Dispenser of desserts: How U of T pharmacy alumnus Christopher Siu won MasterChef Canada
Christopher Siu long dreamed about being the owner of a bakery and pastry shop following a successful career in pharmacy. But two appearances on the reality TV cooking competition MasterChef Canada and a $100,000 win in the series’ most recent season have accelerated – and expanded – his culinary ambition.
The owner and head baker at Daan Go Cake Lab and graduate of the University of Toronto’s Leslie Dan Faculty of Pharmacy, is growing his reputation in Toronto’s food scene by combining his interests and passions: Western pastry making, Asian ingredients and techniques – even his U of T education.
“When I cook or bake, it’s all about the passion and the story I’m trying to tell with the food I’m creating,” he says.
Siu says he first became interested in baking as a child, when his father made him a cheesecake for his sixth birthday.
“It created these memories of joy and this fascination with baking,” says Siu, who grew up in North York and Markham, Ont. after his parents emigrated from Hong Kong.
As a young person, baking was among Siu’s favourite hobbies, and he progressed from simpler recipes to more complex pastries and desserts – mostly using traditional French techniques.

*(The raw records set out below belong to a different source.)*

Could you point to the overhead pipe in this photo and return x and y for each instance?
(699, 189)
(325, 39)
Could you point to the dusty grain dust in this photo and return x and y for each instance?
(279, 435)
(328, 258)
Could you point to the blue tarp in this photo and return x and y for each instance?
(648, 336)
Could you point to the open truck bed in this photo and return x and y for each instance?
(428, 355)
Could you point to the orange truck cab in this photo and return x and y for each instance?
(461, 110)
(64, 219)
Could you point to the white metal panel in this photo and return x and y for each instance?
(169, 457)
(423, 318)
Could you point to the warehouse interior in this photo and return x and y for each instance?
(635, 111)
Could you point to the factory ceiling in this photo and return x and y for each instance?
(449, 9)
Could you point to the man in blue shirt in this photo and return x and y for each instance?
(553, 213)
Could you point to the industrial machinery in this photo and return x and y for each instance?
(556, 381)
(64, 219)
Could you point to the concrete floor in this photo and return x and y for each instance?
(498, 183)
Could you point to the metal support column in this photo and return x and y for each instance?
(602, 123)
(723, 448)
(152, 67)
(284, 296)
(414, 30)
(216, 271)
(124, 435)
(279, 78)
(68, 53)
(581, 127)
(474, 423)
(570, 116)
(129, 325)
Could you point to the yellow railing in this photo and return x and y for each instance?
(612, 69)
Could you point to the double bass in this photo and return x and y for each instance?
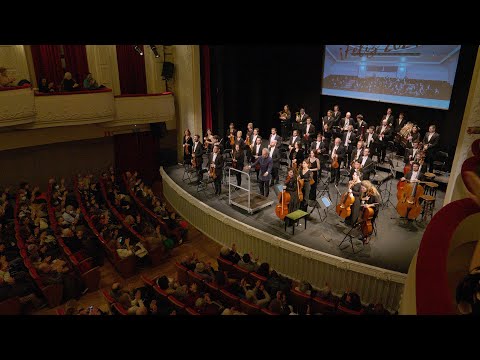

Siu applied to be on MasterChef in 2015, during the final year of his doctorate in pharmacy (PharmD) program at U of T. He was accepted, but the shooting schedule landed squarely in his final block of experiential pharmacy rotations, which he deferred to accommodate the show.
While he came in fifth in the competition, the judges and other competitors recognized Siu’s baking skills.
He says the experience changed his life.
“It really opened my eyes to a whole new realm of possibilities,” he says. “I met amazing people from different backgrounds, including the judges, and I had the communal experience of living with the other competitors and sharing our food.”
The group would have potluck dinners in the evening after filming, which Siu says were like a typical potluck with family or friends – but more competitive.
The variety of food at the potlucks exposed him to many different flavours and ingredients, which in turn inspired him to learn more about cooking and savoury dishes, and incorporate more of his East Asian heritage into his food.
When shooting for the season wrapped, Siu returned to the Leslie Dan Faculty of Pharmacy to finish his rotations and degree, then worked as a community pharmacist in Oshawa, Ont.
After two years, he had saved enough money to open Daan Go Cake Lab, a bakery specializing in desserts that blend East Asian and Western techniques and flavours.
The bakery was successful and had expanded to two locations in Toronto when MasterChef producers asked Siu to return for the show’s seventh season, which would reunite competitors from previous seasons.
Siu jumped at the chance.
“One of the most difficult things about such a huge career change is that you always have a bit of self-doubt,” says Siu. “I thought this was an amazing opportunity to show the other competitors, the audience and the judges how much I’d grown – and to prove that to myself.”
Shooting ran in summer 2020, with competitors quarantined in a hotel and tested regularly for COVID-19. Siu says the experience was intense – competitors were often at the studio for 12 hours a day, five days a week – and anxiety was high because one competitor was eliminated after each culinary challenge.
Siu cooked his way through 10 challenges, each with different themes. They included: cooking with insects, creating vegan versions of comfort food and reinventing legendary desserts – Siu’s favourite.
For the finale, he and two competitors each prepared a three-course meal.
Siu’s winning dishes told the story of his evolution as a chef, featuring Thai seasonings in a ceviche, a smoked tea egg served with duck breast and a modernized take on a Chinese dessert with elements of cheesecake.
Today, his desserts at Daan Go follow a similar fusion approach.
For example, a signature cake features a French-style base layered with Osmanthus jelly, a common element in Asian desserts.
He also uses the skills he picked up while studying at U of T – including finding new ingredients and approaches that help maintain a texture after freezing, or to reduce sugar content.
“I’m always trying to push my understanding of the pastry world, so I read and critically appraise food science studies and think about how ingredients can be used,” he says. “In almost every cake, there is some element of my pharmacy background that has improved it in some way.”